Over the past two weeks, I’ve had the pleasure to test out (and own) two of Android’s biggest devices, literally, first with the DROID DNA by HTC and then Samsung’s phablet, the Galaxy Note II. For a long time, I have been a proponent of Apple’s iPhone and its size. I’ve have always said how great it feels in your hand, no matter which model you held. It felt perfect. But after reviewing the DROID DNA, which features a massive 5-inch display, it too felt great. Even the Galaxy Note II, which is a little to big to feel great or perfect, still has me captivated, as I find myself taking it out of my pocket just to marvel as its size and screen real estate. While I still love my iPhone 5, recently, it has been sitting on my nightstand as nothing more than a glorified alarm clock. While Apple still has a few obstacles in its way to creating the perfect phone, like improving its maps app, updating its now aging UI and adding features that are now common place in Android, like facial recognition, NFC, wireless charging, photosphere, and a gesture based keyboard… the area where Apple needs to put more attention, is in its display and its size. Something they broke ground with, with the first Retina display, but have since let fall to the background.

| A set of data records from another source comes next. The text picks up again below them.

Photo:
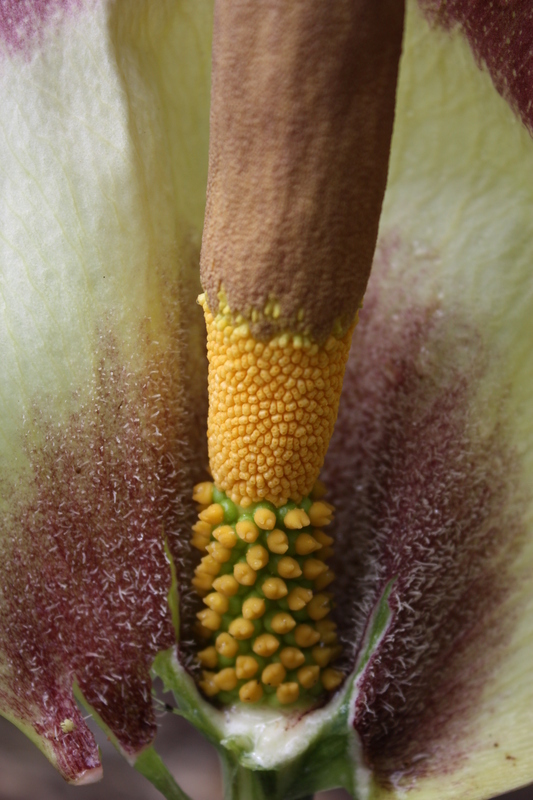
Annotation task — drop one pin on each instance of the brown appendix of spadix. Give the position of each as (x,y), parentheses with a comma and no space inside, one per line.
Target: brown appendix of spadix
(301,122)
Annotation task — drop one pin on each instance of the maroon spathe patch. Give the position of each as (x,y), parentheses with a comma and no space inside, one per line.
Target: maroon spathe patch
(83,569)
(501,37)
(425,489)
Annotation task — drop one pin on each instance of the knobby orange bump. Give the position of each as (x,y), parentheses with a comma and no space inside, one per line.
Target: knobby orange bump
(272,408)
(265,630)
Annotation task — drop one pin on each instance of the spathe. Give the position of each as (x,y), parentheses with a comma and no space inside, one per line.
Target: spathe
(104,156)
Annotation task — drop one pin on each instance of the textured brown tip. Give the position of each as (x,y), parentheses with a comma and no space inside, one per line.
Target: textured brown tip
(302,111)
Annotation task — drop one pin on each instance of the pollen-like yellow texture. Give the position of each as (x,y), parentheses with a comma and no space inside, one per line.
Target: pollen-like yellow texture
(272,408)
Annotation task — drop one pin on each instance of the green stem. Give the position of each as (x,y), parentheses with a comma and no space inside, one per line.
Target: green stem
(241,783)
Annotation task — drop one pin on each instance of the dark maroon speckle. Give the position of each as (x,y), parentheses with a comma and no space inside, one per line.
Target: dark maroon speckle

One of the reasons that Samsung is doing so well, is because they offer customers a lot of “choices.” They have Android devices with a wide range of screens sizes, from 3.5-inches, all the way up to 5.5-inches. They make over a dozen smartphones, which for a company like Apple, may never happen. But Apple needs to realize one thing, their 4-inch (skinny) display, while beautiful, isn’t for everyone. Sure it fits the hand perfectly for millions of people—otherwise it would not have sold so well—but for millions of other people, it’s just too small. Because Apple has already established the 4-inch iPhone display, they need to keep it, as well as the 3.5-inch iPhone 4S (as a budget priced iPhone), but Apple needs to release two iPhones a year. The designs can be identical, with only the display being the main difference, but let’s just say that in May/June Apple releases an updated 4-inch iPhone, while October/November is reserved for the larger 5-inch iPhone. For a larger iPhone, Apple should keep the same aspect ratio of the iPad 4 display and just scale it down to 5 inches and pack in as many pixels as possible… perhaps 1080p or more.

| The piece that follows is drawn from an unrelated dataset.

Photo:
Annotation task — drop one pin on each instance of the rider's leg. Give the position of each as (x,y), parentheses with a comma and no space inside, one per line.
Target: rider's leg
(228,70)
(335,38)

For those of you who think this is a silly idea, remember this, Apple didn’t want to create a smaller iPad either, because Steve Jobs thought it would be DOA, but it was the market and consumer demand that dictated Apple’s move. Now they have a full size iPad and the new iPad Mini. The message was loud and clear, people wanted different size iPads. The same logic should be applied to the iPhone, simply because phones aren’t a “one size fits all” product. A 5-inch iPhone that is built to the same aspect ratio as the iPad 4 would make for a gorgeous device, especially when it’s combined with a new UI and Industrial design by Jony Ive and his team and some serious overhaul to iOS and its features list.

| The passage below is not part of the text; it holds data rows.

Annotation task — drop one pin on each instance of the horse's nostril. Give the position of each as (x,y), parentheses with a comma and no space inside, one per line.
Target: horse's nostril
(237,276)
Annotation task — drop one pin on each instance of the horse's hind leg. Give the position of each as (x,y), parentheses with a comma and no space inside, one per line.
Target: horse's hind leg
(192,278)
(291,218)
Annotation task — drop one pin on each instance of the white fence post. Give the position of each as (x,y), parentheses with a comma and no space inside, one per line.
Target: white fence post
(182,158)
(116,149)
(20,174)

If it will ever happen, is anyone’s guess. But the fact remains, Samsung is mopping the floor with not only other Android OEM’s, but Apple too. If Apple can create a new iPhone, in the same vein as the DROID DNA, which features a massive 5-inch display, but manages to keep a light and thin profile, not only would Apple attract a new group of consumers, but perhaps they may even gain back some of that precious marketshare that Android seems to be taking month by month.
Sadly, we’ve already seen leaked photos of the so called iPhone 5S’s back cover, which will basically just be the iPhone 5, with a slightly faster processor, maybe a better camera and possibly even NFC… but overall, the device will be the same as this years iPhone. Maybe with the iPhone 6, Apple will finally usher in a new era of iPhones, with a “truly” redesigned body, not just a variation of one. But will it be too late by then? Will Apple fans remain loyal to their brand over the next two years and deal with a phone that still has just a 4-inch display, with a resolution that was once the standard and the same basic body with a metal band that has existed for nearly 4+ years? Or, will they jump ship to Android, which is offering cutting edge innovations, bigger and better displays—which feature over 440ppi—and includes technologies like a digital wallet, Android Beam, wireless charging and more? Time will certainly tell, but if I were running Apple, you better believe I’d want more of the pie and if making an iPhone XL were to get me a bigger piece, it would have already been in development six months ago.